Christmas in the Bahamas!
December 24th to 26th, 2008
We spent 3 days in Nassau waiting for a weather window to cross the sea to the Exumas. We ended up spending Christmas anchored just out side of Parrot Cay Club a restuarant frequented by all the cruisers that are anchored just in the channel between Nassau and Paradise Island.
So we decided to explore Nassau and the Cruise ship terminals. We did a little grocery shopping, bought some distilled water for the batteries, and a new fire extinguisher to replace the one we used up. We also visited most of the marinas on the main land side of Nassau looking for a possible place to leave Black Diamond for a few months while we head back to Toronto. We found some places charging from 40 cents to 50 cents a foot per day. That would be about $600 US per month, reasonable for the Bahamas. However we did not feel safe leaving it here on the main strip. Anyone can just walk on up to the docks, and Nassau is the only place in the Bahamas that we did not feel 100% safe. We also talk to other cruisers that had their dinghies and motor stolen while they slept on their boats. We brought in our motor and chained our dinghy to Black Diamond every night. In Nassau we also chained it up, if we were to leave it on a town dock while we went shopping. This however is not necessary any where else in the Bahamas. Overall we felt very safe and comfortable everywhere else in the Bahamas and maybe we over reacted on the side of caution in Nassau, but better safe than sorry.
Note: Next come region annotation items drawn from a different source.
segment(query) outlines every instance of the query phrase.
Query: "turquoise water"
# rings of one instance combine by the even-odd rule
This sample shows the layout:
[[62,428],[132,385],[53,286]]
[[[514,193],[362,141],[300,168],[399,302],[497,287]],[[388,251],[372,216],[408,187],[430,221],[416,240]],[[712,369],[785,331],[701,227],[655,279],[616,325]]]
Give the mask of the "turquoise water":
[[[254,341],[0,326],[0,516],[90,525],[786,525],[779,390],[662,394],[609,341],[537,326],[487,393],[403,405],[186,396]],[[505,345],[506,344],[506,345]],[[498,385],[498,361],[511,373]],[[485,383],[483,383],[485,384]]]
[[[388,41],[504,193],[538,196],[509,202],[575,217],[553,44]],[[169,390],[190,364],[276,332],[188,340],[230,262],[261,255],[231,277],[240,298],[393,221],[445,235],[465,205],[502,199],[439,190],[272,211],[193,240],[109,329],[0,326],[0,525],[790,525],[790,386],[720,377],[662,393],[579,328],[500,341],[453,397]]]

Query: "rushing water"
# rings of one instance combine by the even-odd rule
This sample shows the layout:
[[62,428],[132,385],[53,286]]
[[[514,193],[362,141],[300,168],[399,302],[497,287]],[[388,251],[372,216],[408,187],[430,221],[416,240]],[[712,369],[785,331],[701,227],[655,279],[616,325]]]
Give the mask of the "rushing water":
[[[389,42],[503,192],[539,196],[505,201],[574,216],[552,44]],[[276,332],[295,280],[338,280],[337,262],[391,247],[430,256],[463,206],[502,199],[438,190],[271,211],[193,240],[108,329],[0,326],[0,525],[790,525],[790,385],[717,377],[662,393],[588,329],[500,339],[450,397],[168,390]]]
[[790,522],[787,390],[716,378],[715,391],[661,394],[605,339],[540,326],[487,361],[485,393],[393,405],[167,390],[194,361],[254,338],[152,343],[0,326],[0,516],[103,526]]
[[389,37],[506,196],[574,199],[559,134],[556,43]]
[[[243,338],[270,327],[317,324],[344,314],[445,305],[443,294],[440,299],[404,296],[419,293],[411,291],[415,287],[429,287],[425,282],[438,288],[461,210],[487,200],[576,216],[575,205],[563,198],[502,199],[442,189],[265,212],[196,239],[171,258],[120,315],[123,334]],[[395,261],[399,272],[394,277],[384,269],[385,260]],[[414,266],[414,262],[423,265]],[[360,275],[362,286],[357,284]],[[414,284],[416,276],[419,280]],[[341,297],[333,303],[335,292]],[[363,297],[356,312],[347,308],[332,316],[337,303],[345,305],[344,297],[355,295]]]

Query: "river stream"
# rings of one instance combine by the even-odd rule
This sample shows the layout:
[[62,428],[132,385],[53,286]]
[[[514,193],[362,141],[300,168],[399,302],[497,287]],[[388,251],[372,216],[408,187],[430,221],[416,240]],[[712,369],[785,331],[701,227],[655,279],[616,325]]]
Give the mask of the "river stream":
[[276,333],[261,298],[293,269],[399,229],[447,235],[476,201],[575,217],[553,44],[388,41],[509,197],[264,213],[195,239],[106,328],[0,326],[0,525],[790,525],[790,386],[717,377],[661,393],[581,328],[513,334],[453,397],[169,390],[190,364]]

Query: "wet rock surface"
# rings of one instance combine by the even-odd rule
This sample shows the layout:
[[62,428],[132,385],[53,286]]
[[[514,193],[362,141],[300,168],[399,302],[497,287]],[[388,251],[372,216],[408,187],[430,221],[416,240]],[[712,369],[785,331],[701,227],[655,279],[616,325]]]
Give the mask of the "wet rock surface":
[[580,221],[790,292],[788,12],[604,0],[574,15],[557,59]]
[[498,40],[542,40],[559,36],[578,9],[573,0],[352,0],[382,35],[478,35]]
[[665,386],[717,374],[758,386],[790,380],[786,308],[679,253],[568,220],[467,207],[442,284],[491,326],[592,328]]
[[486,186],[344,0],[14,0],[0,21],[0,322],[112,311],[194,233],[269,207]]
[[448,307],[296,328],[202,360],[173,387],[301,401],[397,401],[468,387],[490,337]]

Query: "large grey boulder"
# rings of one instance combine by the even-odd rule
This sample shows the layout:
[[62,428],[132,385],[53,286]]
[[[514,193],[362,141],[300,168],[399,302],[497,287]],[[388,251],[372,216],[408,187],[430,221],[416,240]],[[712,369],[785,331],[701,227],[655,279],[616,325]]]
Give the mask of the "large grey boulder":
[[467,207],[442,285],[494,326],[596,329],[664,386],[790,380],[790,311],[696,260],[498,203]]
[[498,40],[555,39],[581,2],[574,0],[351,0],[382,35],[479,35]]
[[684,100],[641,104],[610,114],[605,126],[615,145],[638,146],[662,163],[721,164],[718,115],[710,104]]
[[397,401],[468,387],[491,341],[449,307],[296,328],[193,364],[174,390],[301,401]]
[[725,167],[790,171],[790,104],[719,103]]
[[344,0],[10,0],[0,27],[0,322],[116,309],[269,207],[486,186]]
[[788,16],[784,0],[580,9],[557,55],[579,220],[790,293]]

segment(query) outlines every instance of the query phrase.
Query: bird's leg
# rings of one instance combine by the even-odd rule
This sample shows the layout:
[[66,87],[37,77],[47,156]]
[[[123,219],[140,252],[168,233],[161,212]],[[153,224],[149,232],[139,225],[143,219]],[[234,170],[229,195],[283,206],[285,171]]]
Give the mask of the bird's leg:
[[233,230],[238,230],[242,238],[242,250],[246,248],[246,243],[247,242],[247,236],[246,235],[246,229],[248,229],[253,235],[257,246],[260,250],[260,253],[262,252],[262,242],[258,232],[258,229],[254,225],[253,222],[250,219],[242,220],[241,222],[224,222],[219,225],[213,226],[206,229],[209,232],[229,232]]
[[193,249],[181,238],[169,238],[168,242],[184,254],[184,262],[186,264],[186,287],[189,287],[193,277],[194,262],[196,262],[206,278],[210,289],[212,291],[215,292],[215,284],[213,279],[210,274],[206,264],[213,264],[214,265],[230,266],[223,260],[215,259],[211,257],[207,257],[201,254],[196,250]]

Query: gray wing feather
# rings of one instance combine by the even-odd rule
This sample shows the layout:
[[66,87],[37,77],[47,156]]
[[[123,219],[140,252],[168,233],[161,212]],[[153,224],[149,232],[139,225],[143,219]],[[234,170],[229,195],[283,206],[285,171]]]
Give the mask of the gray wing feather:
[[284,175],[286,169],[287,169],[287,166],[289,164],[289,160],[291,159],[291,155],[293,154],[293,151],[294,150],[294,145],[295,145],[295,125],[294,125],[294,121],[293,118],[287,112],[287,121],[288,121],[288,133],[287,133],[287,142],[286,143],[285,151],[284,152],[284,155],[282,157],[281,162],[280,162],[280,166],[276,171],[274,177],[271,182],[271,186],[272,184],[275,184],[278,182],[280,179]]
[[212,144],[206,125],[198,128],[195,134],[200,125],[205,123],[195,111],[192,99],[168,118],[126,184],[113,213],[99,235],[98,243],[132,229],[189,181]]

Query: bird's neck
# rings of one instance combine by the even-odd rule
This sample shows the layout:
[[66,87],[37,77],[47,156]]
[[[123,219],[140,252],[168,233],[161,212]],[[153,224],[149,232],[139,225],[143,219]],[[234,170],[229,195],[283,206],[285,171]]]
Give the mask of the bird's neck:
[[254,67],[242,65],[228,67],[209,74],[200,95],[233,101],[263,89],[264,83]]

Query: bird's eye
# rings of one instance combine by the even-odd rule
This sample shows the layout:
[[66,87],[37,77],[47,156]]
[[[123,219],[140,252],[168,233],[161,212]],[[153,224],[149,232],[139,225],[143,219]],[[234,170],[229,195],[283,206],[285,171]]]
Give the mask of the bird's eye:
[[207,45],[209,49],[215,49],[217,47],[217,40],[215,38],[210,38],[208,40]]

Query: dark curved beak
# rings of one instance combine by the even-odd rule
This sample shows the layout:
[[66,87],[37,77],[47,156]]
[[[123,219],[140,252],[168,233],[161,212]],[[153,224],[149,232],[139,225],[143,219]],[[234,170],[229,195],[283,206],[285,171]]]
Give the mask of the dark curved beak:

Junkanoo is a famous parade that is held throughout much of the Bahamas a few times a year. Usually on Boxing Day and New Years day. The largest Junkanoo festival is held in Nassau. The locals spent a whole year working on and building these costumes and floats. Then they show them off in the parade. The Junkanoo tradition dates back to the days of the slaves according to one gentlemen that we met in Georgetown Exuma. The slaves would often only get one day off a year, either New Years day or Christmas Day. So throughout the year in the evening they would work on costumes that came from their African heritage, and on that one day off, they would celebrate and dance in the streets with their traditional costumes.